题目链接: http://poj.org/problem?id=2763

 

题意: 第一行输入 n, q, s 分别为树的顶点个数, 询问/修改个数, 初始位置. 接下来 n - 1 行形如 x, y, w 的输入为点 x, y 之间连边且边权为 w.

接下来 q 行输入, 若输入形式为 1 x y 则为将点 x 的权值修改为 y , 若输入形式为 0 x 则询问 s 到 x 的最短距离为多少. 上一组的 x 为下一组的 s.

 

思路: 若去掉修改边权部分, 则为一个 lca 模板题. 对于修改边权, 直接暴力向下修改 dis 数组可能会 tle . 可以将树映射到线段树上, 那样修改时间可降为为 log(n).

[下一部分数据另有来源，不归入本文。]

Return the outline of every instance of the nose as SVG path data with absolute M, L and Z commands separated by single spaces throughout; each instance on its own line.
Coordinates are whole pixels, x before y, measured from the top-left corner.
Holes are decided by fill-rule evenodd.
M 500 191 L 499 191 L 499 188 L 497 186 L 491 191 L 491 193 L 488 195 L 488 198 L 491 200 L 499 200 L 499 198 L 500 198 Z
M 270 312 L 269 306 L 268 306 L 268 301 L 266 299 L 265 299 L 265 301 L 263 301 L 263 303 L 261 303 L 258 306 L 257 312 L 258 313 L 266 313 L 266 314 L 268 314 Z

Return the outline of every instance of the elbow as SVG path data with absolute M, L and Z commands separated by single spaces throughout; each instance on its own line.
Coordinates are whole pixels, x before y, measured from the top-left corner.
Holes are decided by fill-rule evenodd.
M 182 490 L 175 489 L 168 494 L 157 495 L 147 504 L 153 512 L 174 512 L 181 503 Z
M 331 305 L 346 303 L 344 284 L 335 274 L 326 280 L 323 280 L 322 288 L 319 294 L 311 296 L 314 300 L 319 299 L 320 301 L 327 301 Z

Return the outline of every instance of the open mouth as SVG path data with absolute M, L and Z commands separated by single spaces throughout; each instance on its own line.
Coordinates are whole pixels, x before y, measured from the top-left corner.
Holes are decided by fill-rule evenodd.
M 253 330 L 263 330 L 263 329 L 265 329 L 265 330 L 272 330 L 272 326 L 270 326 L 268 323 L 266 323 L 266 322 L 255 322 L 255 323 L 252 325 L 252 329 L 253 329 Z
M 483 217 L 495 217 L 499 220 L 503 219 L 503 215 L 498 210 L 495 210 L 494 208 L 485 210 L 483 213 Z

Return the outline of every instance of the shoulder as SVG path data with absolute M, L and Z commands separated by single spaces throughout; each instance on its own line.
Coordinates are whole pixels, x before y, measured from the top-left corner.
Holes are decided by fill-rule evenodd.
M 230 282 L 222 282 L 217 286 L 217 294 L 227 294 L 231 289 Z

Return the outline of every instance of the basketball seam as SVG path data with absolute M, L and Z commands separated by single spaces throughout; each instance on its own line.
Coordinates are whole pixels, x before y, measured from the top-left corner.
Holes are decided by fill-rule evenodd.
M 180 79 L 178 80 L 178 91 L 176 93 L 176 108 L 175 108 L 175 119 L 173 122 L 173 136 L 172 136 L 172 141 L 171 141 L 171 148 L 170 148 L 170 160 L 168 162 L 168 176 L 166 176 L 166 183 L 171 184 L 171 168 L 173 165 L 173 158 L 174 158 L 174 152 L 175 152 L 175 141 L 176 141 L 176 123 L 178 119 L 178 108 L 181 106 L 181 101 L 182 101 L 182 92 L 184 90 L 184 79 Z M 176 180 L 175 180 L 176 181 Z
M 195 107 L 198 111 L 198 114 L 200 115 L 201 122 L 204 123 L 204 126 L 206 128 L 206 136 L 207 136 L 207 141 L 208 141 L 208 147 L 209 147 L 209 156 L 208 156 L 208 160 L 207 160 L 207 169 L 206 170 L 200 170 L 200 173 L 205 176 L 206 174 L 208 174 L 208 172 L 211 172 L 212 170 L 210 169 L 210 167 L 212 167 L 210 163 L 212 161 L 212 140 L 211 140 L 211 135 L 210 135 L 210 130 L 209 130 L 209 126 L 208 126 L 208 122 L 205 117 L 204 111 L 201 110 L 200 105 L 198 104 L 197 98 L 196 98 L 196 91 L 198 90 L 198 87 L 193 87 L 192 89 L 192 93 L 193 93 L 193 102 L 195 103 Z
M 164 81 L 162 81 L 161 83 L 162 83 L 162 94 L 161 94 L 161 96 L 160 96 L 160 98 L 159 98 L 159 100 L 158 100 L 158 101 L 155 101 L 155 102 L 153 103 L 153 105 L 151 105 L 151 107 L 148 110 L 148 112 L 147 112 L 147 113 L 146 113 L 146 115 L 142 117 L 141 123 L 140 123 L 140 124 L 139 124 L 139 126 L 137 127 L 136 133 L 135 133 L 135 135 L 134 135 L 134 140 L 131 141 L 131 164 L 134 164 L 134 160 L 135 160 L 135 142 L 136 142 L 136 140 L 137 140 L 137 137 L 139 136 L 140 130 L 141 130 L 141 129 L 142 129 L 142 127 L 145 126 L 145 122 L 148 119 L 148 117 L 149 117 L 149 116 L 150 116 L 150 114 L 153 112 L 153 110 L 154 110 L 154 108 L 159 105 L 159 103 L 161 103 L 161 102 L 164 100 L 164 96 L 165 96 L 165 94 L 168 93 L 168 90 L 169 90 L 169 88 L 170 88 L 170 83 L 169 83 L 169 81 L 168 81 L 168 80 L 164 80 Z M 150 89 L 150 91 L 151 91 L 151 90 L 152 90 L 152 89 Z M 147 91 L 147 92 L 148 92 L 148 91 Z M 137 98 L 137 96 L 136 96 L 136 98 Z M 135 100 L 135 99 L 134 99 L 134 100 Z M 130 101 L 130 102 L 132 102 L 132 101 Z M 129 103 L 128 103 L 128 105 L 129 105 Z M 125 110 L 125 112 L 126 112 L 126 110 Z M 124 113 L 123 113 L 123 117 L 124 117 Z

具体操作为, dfs 出每点的入点时间戳 l [MAXN] 和出点时间戳 r [MAXN] , 并记录 dfs 顺序 sol [MAXN] .

将 dis [sol [MAXN] ] 放入 sum 数组建线段树.

那么 x 到根结点的距离为: query(l[x], l[x], 1, n, 1) .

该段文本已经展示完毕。